Экспрессионизм

ЭКСПРЕССИОНИЗМ

 Улица. Широкая улица. Слева и справа дома. Поздний вечер. Фонари льют жидкий свет на вымощенный кирпичной плиткой тротуар. Небо усеяно звёздами. Они горят и вспыхивают. Они – ярче фонарей. Вся галактика вращается перед взором, стоит лишь поднять взгляд. Но я не смотрю наверх. Я смотрю вниз прямо перед собой. Потому что боюсь смотреть в глаза прохожих. Я бы закрыл глаза, но я должен смотреть на их ноги, чтобы успевать обходить. Иначе – меня собьют и затопчут. Нескончаемый поток.
 Люди. Их много. Их очень много. Я боюсь их. Они идут потоком, кажется, лишь в одну сторону. Ту, что противоположна моей. И стоит остановиться, как поток раздавит. Или же захватит и унесёт с собой. Я пытаюсь идти, и протискиваюсь между волнами. Но меня задевают плечами, меня сбивают с ног. Поток непрерывен – он вечен, и жалкая песчинка не способна противостоять ему.
 Я – уродец. И потому поток с особой ненавистью стремиться сбить меня и растоптать. Уничтожить, очистить от меня тротуар. Тротуар красивых и сильных.
 Мне стыдно. Я чувствую их презрение к себе.

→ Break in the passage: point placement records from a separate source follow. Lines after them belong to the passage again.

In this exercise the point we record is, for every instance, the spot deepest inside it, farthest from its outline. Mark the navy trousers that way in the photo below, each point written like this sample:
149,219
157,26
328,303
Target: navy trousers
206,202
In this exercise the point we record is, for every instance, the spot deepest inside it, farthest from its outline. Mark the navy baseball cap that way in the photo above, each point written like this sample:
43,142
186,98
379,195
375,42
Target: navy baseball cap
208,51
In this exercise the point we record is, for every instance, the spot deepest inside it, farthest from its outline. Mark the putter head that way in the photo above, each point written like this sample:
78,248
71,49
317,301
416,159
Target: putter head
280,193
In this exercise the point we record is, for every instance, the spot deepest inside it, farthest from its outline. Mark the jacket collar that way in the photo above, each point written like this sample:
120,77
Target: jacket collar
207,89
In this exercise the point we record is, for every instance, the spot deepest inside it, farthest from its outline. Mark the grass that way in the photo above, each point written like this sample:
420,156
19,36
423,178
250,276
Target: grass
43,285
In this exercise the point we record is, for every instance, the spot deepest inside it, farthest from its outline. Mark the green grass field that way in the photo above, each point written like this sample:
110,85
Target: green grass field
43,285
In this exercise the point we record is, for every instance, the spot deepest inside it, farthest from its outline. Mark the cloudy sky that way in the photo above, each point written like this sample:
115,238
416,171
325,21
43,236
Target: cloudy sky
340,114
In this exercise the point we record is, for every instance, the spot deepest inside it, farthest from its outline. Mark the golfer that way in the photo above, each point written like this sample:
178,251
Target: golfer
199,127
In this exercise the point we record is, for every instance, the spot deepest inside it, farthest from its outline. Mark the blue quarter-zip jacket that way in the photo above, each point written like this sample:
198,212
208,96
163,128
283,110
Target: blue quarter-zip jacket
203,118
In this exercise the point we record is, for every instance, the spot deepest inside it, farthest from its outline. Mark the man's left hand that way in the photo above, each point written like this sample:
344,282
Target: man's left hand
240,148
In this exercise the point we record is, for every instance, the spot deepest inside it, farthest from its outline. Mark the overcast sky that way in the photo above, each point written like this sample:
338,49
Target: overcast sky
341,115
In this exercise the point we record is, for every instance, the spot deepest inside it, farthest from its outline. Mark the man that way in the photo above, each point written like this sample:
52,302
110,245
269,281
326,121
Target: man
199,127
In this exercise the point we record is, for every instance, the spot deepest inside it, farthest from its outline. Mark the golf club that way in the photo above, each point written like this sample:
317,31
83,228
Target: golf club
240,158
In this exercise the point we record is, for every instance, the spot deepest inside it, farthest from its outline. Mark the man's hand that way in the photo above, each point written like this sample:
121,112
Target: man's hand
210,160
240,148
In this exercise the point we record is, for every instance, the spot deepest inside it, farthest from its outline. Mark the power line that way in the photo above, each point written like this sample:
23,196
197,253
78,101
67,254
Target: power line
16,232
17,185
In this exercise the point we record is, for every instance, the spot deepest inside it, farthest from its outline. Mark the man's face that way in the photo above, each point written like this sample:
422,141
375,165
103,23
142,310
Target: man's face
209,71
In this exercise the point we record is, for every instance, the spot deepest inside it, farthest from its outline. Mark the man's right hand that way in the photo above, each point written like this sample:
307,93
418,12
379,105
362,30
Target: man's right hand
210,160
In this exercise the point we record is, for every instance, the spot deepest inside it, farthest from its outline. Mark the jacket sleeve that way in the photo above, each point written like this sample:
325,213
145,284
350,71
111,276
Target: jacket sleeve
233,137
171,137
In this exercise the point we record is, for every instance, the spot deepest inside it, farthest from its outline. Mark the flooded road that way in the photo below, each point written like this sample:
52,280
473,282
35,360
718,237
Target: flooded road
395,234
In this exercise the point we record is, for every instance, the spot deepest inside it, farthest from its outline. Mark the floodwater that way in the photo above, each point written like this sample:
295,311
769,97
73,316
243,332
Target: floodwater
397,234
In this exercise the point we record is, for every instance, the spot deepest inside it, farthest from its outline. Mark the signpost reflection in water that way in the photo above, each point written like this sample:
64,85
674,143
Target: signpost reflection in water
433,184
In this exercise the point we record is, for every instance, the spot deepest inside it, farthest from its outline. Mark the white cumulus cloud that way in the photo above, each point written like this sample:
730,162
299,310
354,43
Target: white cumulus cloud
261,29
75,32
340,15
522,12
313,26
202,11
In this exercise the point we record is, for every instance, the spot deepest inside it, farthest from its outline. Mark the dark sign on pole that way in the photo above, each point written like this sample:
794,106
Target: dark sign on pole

Чувствую гнев и ненависть, направленные на меня. Их головы распухли и налились кровью от переполнившей их ненависти. Я тоже ненавижу их в глубине себя, но я боюсь их. Они же меня – нет.
 Я вырываюсь из потока и бегу в сторону. Бегу за дома. Поначалу кажется, что здесь тихо и спокойно. Спокойствие это обманчиво. Тишина пропитана злобой.
 В домах раздаются крики. В них смешаны боль, страх и ненависть. В домах кто-то кого-то бьёт. Мама с папой бьют их ребёнка. Потом папа бьёт маму, как последнюю проститутку. Затем ребёнок вырастает и убивает обоих.
 Ненависть порождает только ненависть.
 И я их всех ненавижу, и хочу убить. Но я слабый и безвольный уродец, презирающий само своё существование. Потому я не смею бить и я бегу.
 На скамейках у домов небольшими группками сидят сильные и самоуверенные. Они оборачиваются на меня. Смотрят, недоумевая, затем презрительно смеются. Иные из них кричат мне язвительные слова.
 Я не оборачиваюсь. Я привык. Я нервничаю. Здесь ещё опасней. Надо вернуться на улицу, и впасть в поток. В потоке всё же меньше внимания уделяют несчастной песчинке. Помимо меня, в потоке изредка пробегают другие уроды. Всегда по одному. Уроды боятся даже друг друга. Они хотят умереть.
 Одни из них – те, что уже почти умерли, стремятся поскорее укрыться во мраке подвалов, заполонённых гнилью, плесенью и паутиной. Их тела иссушены, их лица – черепа с пустыми глазницами, им всё безразлично.
 Другие стремятся к Храму. И падают пред Распятием, на котором избитый и оплёванный Христос терпит вечную боль за грехи этих людей. Они говорят: “Иисус был таким же уродом, какие мы. Когда мы умрём, мы будем счастливы с Ним”.
 Иные же (и среди них я) уже ни во что не верят. Ни в то, что уже мертвы, чтобы забиться в подвалы и склепы. Ни в то, что ещё живы, чтобы верить в посмертное счастье. Они бегут. Без покоя и счастья. В отчаянной надежде, что где-то обретут покой или счастье. Бегут, и в беге умирают, не обретя ни того, ни другого. И только умирая, наконец, понимают, что счастье и покой – не здесь искать нужно было. Искать – в себе.
 Ночь уходит прочь. Серый, словно затянутый паутиной, сумрак, сменяется ярко-жёлтыми красками дня, и они расползаются по холсту размашистыми мазками кисти художника-экспрессиониста.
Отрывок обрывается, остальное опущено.